= Linus (son of Apollo) =

Figure in Greek mythology

In Greek mythology, Linus (Λῖνος), son of Apollo and Psamathe, daughter of King Crotopus of Argos.

== Mythology ==
When Psamathe had given birth to Linus, fearing her father she thus exposed the child. Linus was found by shepherds, who brought him up but the child after reaching adulthood was torn to pieces by the shepherd's dogs. Psamathe's grief at the occurrence betrayed her misfortune to her father, who would not believe that she had had intercourse with a god rather than a mortal, and thus condemned her to death.

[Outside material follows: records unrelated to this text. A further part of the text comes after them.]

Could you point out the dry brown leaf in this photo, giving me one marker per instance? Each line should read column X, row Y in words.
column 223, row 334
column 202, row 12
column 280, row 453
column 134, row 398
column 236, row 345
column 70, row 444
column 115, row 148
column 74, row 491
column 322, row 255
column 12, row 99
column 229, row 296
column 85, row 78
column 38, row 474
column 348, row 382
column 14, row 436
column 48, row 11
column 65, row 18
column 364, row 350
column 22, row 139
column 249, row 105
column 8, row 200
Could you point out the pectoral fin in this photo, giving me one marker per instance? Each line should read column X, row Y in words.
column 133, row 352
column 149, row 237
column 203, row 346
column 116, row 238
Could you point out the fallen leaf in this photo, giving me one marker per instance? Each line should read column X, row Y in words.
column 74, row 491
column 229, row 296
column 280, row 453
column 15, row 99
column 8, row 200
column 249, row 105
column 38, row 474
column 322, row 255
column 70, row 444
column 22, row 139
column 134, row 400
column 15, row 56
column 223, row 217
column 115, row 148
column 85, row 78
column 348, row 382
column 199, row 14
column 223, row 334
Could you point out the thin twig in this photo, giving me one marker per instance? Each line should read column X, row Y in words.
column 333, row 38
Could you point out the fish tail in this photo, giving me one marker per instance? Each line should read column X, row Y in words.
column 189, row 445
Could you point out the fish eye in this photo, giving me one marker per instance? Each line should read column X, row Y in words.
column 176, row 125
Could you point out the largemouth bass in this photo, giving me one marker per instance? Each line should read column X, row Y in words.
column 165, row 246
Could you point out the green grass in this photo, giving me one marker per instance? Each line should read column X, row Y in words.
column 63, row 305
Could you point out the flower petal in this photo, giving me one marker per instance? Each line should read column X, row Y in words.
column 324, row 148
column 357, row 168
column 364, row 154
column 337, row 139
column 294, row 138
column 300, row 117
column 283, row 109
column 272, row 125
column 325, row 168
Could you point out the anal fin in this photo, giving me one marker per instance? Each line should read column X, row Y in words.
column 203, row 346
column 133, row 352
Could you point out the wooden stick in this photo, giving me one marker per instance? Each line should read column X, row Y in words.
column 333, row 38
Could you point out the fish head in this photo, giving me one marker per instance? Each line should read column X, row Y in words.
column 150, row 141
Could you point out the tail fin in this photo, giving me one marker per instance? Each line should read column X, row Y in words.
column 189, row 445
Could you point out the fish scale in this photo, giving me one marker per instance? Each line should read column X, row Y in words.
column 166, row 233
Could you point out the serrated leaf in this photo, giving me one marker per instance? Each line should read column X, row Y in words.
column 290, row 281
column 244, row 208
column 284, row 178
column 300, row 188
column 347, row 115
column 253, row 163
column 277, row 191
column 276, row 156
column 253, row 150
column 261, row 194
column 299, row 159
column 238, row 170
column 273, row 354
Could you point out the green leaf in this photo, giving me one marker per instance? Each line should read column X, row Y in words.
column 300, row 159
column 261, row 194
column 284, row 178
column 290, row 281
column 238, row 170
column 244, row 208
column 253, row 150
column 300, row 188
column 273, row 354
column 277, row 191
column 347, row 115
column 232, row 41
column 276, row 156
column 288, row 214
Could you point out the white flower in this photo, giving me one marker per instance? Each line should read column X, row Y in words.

Apollo, in his indignation at the father's cruelty, visited Argos with a child-killing plague and when his oracle was consulted about the means of averting the plague, he answered that the Argives must propitiate Psamathe and Linus. This was attempted by means of sacrifices, and matrons and virgins sang dirges which were called linoi, and the month in which this solemnity was celebrated was called arneios, and the festival itself arnis, because Linus had grown up among lambs. The pestilence, however, did not cease until Crotopus quitted Argos and settled at Tripodisium, in Megaris.

In an alternate version, the baby Linus was torn apart by the king's sheepdogs upon being exposed and Apollo sent Poene, the personification of punishment, upon the city. Poene would steal children from their mothers until Coroebus killed her. This caused a second punishment to fall upon the city that was devastated by plague.